IL PATRIARCA DI VENEZIA. Dialogando a Venezia con Lucia Annunziata sull'etica dell'informazione, il patriarca di Venezia, cardinale Angelo Scola, ha detto di essersi posto «nei panni del vescovo, monsignor Zenti, che una mattina si sveglia e trova sui giornali quel che trova». Scola lo ha detto facendo implicito riferimento ai presunti casi di abusi sessuali in un istituto per sordomuti al Provolo fino al 1984.
«I direttori che hanno giudicato che "non si poteva non farlo" - ha chiesto il patriarca - si sono mossi sul verosimile o hanno avuto la vera passione alla verità?». Per Scola, «il grande giornalista si vede qui, è colui che non gioca alla smentita, ma colui che dà la 'buona notizià, perchè persegue il fine del "bene pratico", della valorizzazione sistematica del positivo. Il verosimile non è sufficiente - ha rilevato - anche nei titoli, che danno più spazio al verosimile che al vero». Secondo il patriarca, i mass media sono tentati a volte ad aver «fede nella verosimiglianza, all'apparente conformità al vero, più che nella verità», sommando dati visti con i propri occhi a schemi prefissati, cucendoli nella descrizione di un fatto presunto, «anzichè limitarsi all'interpretazione dei dati che abbiamo effettivamente in mano». Il patriarca ha detto di aver pensato a questi temi «nel sonno un pò travagliato che ho avuto stanotte pensando a questo incontro». «Non vado ai talk show - ha detto tra l'altro Scola - perchè ho la tendenza al ragionamento e non alla battuta, almeno così mi dicono, così la gente si stanca: per questo non ci vado».

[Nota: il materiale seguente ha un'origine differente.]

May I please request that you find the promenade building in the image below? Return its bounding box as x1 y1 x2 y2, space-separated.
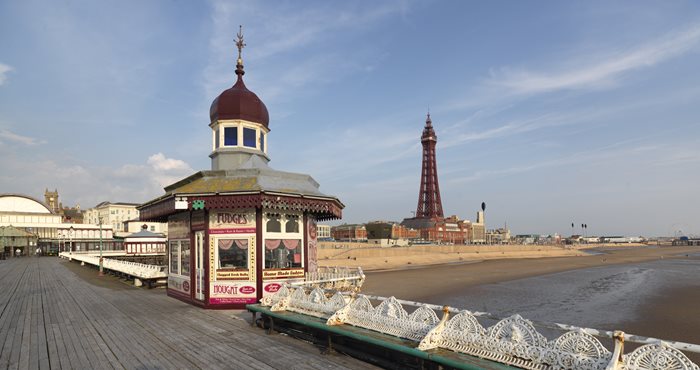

IL VESCOVO DI PADOVA. Quella che è piovuta sulla diocesi di Verona «è una accusa pesante, infamante: quando si lanciano accuse di questo genere non si può farlo senza nomi e cognomi, più sono gravi tanto più le accuse devono essere circostanziate».
Lo ha ribadito il vescovo di Padova, mons. Antonio Mattiazzo, a margine dell'incontro con i giornalisti per la festa di San Francesco di Sales, accennando alle accuse di violenze lanciate da alcuni ex alunni sordomuti del centro Provolo.
«Non ci si può limitare a buttare nel piatto una accusa del genere senza un approfondimento e una analisi ben chiara - ha sottolineato il prelato -. Mi auguro che la stampa tratti questo argomento con delicatezza e con la voglia di cercare la verità».
IL VESCOVO DI VICENZA. Incontrando brevemente i professionisti al termine della celebrazione il vescovo di Vicenza, monsignor Cesare Nosiglia non ha voluto commentare le accuse di presunta pedofilia indirizzate alla chiesa veronese («mons. Zenti sa benissimo come operare e cosa dire»). Chiudendo l'omelia tuttavia lo stesso presule aveva indicato che «spesso ci si trova impotenti davanti a campagne orchestrate per confermare tesi che poi si rilevano fasulle».